Pada forum tersebut para pekerja migran Banyuwangi menyampaikan sejumlah persoalan buruh migran yang ada di Bumi Blambangan. Mulai dari sisi sosial, ekonomi, politik dan hukum.
“Buruh migran jarang bisa bersuara karena dianggap marjinal. Maka pada forum ini kami suarakan persoalan-persoalan pekerja migran yang ada selama ini,” kata Wiwik Winarsih mantan Pekerja Migran asal Kecamatan Pesanggaran.
Ia menyebut saat ini persoalan pekerja migran cukup komplit. Dari sisi ekonomi misalnya pekerja migran dan keluarganya jarang yang pandai mengelola keuangan. Bekerja di luar negeri terkadang tak berwujud dan tidak ada hasilnya.
“Setelah pulang kembali ke tanah air banyak PMI akhirnya bingung akan bekerja apa. Buka usaha juga tidak punya skil. Makanya lewat forum ini kami bersuara supaya mendapat perhatian,” terangnya.

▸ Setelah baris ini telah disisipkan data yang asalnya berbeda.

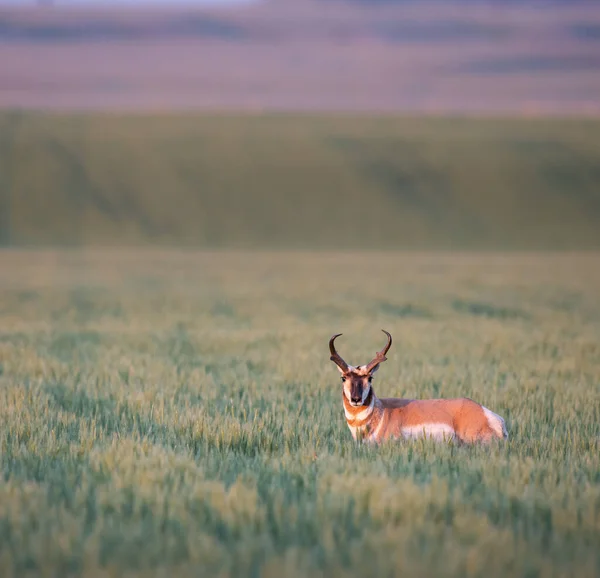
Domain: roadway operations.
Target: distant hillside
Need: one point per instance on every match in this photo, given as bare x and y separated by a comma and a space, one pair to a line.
299, 182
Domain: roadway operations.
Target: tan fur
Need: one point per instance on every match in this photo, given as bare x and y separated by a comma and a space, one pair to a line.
373, 419
391, 418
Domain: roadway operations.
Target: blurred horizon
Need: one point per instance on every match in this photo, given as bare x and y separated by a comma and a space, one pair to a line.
353, 124
474, 57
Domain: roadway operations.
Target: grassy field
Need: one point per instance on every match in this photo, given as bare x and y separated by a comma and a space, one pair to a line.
299, 182
173, 413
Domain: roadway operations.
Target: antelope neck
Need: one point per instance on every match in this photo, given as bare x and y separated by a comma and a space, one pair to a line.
355, 413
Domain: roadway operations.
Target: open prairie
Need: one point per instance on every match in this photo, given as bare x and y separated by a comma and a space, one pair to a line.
170, 413
299, 181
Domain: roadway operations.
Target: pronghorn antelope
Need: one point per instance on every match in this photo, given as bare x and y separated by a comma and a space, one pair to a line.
373, 419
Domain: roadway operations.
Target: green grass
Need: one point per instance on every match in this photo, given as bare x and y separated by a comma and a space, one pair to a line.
173, 413
299, 182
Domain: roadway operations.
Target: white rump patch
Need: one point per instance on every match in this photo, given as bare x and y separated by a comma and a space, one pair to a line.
495, 422
437, 431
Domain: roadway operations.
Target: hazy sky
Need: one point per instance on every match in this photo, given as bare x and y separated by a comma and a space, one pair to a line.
118, 2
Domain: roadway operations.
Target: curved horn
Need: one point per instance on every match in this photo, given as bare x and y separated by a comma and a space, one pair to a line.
380, 355
335, 356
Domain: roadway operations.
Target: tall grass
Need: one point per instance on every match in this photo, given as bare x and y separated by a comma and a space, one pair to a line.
175, 413
299, 181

Dari sisi hukum, kata dia, pekerja migran rawan dieksploitasi dan terjebak pada praktik perdagangan manusia. Terutama mereka yang bekerja unprosedural.

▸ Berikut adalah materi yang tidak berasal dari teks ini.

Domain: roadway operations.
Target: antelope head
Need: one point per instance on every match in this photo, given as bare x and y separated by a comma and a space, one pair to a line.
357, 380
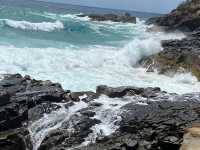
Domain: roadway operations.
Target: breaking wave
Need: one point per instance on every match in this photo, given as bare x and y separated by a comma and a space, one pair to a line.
41, 26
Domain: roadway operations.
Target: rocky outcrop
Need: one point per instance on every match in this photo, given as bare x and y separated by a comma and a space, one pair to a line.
191, 139
127, 18
147, 118
178, 55
186, 17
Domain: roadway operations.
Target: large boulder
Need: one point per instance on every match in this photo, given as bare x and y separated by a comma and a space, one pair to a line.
186, 17
177, 56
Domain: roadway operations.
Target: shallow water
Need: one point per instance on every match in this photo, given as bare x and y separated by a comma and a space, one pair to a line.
81, 54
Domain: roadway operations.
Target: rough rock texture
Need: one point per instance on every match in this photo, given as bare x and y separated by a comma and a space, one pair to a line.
150, 119
185, 17
191, 139
158, 125
178, 55
127, 18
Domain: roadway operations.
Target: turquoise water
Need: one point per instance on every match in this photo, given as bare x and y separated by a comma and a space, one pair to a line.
54, 43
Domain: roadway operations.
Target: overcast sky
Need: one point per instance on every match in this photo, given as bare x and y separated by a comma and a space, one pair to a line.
158, 6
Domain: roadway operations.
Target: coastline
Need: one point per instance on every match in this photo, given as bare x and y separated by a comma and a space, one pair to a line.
41, 115
146, 117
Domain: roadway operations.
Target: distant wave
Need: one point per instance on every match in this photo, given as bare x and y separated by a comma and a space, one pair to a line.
42, 26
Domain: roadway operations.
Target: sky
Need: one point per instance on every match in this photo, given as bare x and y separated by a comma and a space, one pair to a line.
157, 6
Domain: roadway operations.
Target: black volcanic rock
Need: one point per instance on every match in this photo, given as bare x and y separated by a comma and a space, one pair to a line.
150, 118
186, 17
177, 56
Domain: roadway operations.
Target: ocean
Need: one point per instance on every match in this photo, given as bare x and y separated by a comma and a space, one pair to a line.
50, 42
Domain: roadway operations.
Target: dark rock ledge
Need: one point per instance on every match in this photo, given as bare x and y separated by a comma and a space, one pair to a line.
178, 55
159, 124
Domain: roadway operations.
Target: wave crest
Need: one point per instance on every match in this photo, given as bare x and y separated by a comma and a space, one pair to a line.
42, 26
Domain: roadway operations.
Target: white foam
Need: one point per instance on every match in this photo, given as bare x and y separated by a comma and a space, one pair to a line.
49, 122
148, 45
109, 115
42, 26
84, 69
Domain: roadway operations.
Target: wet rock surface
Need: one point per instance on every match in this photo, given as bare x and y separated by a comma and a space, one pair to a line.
186, 17
178, 55
139, 118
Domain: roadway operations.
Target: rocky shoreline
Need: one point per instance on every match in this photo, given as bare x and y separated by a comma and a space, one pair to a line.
178, 55
41, 115
149, 119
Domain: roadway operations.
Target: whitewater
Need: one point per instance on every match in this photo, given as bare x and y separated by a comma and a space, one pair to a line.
81, 54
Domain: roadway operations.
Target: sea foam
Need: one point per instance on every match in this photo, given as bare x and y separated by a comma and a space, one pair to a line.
41, 26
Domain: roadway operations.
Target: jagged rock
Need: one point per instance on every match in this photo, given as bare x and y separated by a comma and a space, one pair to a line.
17, 139
177, 56
191, 139
186, 17
149, 119
71, 133
158, 125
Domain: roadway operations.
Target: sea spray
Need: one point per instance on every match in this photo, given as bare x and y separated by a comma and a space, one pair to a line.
41, 26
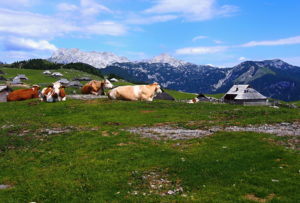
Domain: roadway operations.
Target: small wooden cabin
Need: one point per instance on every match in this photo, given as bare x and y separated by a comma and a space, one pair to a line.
244, 94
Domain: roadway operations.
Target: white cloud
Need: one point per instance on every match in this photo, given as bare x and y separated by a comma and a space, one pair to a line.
200, 50
16, 4
192, 10
198, 38
218, 42
28, 24
150, 20
216, 49
106, 28
65, 7
17, 44
89, 8
285, 41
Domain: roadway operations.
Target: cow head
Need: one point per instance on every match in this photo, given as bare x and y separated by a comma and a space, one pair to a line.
35, 87
54, 93
108, 84
157, 88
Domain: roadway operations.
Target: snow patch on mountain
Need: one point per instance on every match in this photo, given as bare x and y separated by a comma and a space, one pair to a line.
96, 59
166, 58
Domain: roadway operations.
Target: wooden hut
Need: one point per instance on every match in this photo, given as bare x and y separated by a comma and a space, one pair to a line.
244, 94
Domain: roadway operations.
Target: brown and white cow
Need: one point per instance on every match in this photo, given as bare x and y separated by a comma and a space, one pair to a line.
24, 94
53, 93
96, 87
193, 101
135, 92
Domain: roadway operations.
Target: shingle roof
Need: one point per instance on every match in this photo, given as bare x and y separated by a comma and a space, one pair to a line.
3, 87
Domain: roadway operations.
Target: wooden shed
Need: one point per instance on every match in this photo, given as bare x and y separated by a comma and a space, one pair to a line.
244, 94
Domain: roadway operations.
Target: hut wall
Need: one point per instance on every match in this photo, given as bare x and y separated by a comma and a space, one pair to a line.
3, 96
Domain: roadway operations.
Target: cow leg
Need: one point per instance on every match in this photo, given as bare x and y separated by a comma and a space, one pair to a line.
95, 93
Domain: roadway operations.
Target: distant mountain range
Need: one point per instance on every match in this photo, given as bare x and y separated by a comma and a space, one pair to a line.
273, 78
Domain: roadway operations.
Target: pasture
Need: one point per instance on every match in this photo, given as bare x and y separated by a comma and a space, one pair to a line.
80, 151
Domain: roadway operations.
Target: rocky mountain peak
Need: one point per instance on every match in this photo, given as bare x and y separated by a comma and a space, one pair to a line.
166, 58
96, 59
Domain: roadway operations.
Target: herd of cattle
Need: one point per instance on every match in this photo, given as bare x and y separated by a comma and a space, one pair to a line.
56, 92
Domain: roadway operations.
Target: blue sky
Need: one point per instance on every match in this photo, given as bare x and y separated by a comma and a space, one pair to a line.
218, 32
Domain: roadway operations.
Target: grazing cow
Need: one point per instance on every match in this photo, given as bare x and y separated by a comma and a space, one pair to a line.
192, 101
53, 93
135, 92
96, 87
24, 94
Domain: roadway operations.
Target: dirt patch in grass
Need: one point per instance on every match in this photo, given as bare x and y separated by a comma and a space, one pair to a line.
169, 133
279, 129
86, 96
125, 144
154, 182
254, 198
147, 111
112, 123
172, 132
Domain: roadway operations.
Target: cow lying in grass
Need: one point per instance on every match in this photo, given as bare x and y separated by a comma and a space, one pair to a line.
24, 94
96, 87
135, 92
53, 93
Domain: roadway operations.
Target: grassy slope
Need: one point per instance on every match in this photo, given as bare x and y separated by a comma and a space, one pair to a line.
90, 165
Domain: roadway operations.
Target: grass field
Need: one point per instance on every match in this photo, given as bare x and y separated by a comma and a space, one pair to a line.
95, 160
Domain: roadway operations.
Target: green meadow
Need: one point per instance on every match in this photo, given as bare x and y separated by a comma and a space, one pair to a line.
80, 151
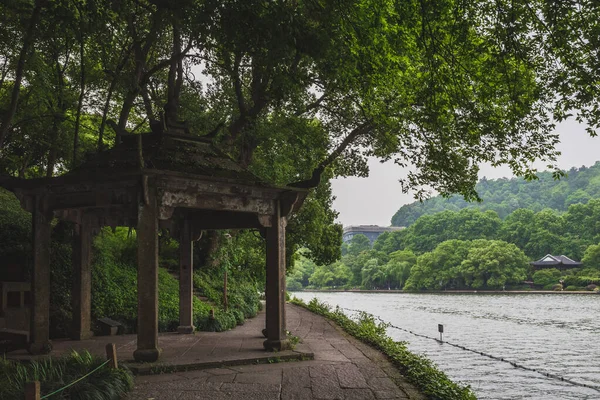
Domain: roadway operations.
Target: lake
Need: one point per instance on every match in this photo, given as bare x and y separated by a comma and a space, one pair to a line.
557, 334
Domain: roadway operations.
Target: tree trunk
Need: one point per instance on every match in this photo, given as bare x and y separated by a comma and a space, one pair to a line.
81, 96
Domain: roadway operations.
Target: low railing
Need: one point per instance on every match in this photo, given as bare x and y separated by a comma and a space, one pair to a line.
32, 389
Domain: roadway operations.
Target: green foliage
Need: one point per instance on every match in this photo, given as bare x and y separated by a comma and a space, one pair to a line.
418, 369
505, 196
334, 275
591, 257
358, 244
478, 264
242, 294
54, 373
546, 277
114, 284
15, 232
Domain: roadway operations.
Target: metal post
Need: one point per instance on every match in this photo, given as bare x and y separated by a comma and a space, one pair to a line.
111, 354
32, 391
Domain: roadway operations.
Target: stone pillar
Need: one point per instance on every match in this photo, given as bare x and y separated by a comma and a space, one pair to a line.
39, 337
81, 292
186, 281
147, 252
275, 287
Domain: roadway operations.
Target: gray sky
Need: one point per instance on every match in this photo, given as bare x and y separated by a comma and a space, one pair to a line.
374, 200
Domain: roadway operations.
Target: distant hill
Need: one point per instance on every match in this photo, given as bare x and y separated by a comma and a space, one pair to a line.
506, 195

“Itu masih menjadi masalah yang perlu dicarikan solusi untuk antisipasi dan penanganan bila terjadi kasus,” ujarnya.
Suprihati mantan buruh migran asal Tegaldlimo menambahkan untuk penguatan saat ini mantan pekerja berhimpun pada Desbumi (Desa Peduli Buruh Migran). Di Banyuwangi sudah ada 12 Desbumi.
Selain mendorong upaya perlindungan pekerja migran lembaga ini juga memberi wadah bagi eks pekerja migran untuk berkreasi lewat pendampingan usaha dan pelatihan.

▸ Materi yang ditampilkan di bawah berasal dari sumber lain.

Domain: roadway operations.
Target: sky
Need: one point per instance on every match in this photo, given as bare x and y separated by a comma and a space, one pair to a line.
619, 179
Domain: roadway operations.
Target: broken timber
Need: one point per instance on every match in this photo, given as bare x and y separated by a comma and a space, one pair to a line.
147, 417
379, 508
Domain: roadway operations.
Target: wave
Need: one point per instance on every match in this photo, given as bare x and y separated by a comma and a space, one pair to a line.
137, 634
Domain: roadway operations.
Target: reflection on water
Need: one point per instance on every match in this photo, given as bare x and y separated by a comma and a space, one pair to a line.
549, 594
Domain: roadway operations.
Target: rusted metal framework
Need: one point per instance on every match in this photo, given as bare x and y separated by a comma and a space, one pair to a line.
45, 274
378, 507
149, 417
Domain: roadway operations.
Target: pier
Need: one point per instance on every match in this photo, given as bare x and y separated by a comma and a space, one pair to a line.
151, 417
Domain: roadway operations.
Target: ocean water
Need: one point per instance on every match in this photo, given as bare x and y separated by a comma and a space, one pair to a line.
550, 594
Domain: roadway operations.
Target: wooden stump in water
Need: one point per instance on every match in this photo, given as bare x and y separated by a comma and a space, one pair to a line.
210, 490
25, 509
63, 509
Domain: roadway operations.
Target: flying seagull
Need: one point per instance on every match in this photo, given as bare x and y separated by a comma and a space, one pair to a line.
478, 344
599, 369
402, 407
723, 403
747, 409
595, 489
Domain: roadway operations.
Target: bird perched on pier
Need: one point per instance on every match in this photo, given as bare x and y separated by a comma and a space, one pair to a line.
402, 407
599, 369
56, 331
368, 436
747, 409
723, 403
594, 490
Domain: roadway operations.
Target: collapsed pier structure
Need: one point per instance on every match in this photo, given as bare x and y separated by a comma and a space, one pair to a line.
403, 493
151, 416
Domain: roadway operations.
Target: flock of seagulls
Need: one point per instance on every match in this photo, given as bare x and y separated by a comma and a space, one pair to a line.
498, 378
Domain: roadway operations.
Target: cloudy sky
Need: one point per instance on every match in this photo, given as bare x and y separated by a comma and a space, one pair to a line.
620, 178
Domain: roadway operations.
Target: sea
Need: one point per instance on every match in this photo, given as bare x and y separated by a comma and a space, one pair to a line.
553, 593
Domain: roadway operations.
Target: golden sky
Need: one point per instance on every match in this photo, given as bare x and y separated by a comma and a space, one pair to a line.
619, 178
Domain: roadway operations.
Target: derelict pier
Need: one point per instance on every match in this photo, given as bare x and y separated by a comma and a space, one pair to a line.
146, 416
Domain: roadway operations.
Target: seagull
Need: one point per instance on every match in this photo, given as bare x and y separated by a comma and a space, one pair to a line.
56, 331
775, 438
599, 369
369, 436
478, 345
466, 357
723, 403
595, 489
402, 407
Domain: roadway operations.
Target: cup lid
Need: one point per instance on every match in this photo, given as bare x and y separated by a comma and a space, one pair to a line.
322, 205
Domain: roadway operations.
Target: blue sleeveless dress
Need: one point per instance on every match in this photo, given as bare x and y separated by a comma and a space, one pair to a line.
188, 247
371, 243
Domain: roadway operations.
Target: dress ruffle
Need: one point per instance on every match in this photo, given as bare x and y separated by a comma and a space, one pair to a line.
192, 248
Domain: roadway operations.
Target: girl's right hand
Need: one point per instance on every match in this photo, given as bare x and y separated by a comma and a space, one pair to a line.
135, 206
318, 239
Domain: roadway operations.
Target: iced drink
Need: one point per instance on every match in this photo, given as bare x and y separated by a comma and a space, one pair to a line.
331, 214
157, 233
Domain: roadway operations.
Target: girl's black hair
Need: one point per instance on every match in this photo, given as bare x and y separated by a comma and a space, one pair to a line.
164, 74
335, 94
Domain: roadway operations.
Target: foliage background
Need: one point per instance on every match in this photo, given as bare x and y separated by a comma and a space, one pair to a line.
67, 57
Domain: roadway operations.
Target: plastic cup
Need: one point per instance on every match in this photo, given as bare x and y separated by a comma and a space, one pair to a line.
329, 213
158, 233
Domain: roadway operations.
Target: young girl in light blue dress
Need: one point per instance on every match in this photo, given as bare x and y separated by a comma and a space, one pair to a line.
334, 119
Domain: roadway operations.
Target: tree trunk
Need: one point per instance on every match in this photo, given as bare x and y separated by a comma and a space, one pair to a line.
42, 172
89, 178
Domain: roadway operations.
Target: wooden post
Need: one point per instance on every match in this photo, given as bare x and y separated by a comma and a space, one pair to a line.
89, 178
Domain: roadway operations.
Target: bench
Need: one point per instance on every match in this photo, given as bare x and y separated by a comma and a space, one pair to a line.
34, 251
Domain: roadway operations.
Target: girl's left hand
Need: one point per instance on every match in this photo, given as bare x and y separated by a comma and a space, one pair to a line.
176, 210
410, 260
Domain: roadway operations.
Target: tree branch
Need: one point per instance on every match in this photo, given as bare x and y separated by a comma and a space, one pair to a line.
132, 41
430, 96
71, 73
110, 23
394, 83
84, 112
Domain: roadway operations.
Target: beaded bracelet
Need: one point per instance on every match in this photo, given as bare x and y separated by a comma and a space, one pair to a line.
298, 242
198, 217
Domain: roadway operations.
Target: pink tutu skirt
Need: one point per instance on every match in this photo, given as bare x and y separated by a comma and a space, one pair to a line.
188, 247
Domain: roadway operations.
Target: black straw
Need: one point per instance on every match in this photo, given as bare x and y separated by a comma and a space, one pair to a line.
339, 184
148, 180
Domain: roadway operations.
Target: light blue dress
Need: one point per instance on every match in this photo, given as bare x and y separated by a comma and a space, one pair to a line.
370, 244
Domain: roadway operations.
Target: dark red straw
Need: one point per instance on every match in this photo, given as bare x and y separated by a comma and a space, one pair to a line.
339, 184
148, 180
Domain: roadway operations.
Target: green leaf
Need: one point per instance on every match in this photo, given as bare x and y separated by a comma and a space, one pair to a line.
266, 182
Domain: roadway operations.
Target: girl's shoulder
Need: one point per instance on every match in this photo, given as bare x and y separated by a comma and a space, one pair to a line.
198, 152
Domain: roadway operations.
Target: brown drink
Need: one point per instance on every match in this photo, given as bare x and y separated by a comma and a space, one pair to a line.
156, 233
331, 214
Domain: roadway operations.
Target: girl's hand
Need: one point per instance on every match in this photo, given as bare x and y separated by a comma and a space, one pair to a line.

“Pendampingan seperti menjahit, menganyam, jualan makanan termasuk penjualan digital. Para pekerja dibantu oleh Desbumi,” tandasnya.
Kepala Desa Dukuh Dempok, Kecamatan Wuluhan, Jember, Miftahul Munir turut menjadi peserta pada forum yang dihadiri oleh 300 pekerja migran dari sejumlah kota di Indonesia tersebut. Melalui forum ini, ia berharap dapat bertukar gagasan dengan para peserta lainnya.
“Isu pekerja migran sudah sering digaungkan. Tapi implementasi dibawah masih sangat minim sehingga perlu dikuatkan lagi,” kata dia.
Ia menyebut masih banyak aparat desa yang kurang perhatian terhadap isu ini. Padahal desa berperan menjadi filter untuk mengantisipasi masyarakat bermigrasi secara ilegal.
“Persoalan awal itu dari desa, terkait dengan dokumen dan perlengkapan administrasi lainnya. Sehingga lewat forum ini kami ingin berdiskusi untuk mencari solusi perlindungan pekerja migran,” tandasnya.
Sebagai informasi Musrenbang Tematik berasal dari sejumlah daerah, di antaranya Banyuwangi dan Jember (Jawa Timur), Indramayu (Jawa Barat), Wonosobo dan Kebumen (Jawa Tengah), Lombok Tengah (NTB), serta Lembata, Nusa Tenggara Timur.
Musrenbang tematik ini bertujuan memperkuat upaya perlindungan pekerja migran sekaligus menyerap aspirasi langsung dari para pekerja migran sebagai dasar advokasi Migrant Care selama setahun ke depan.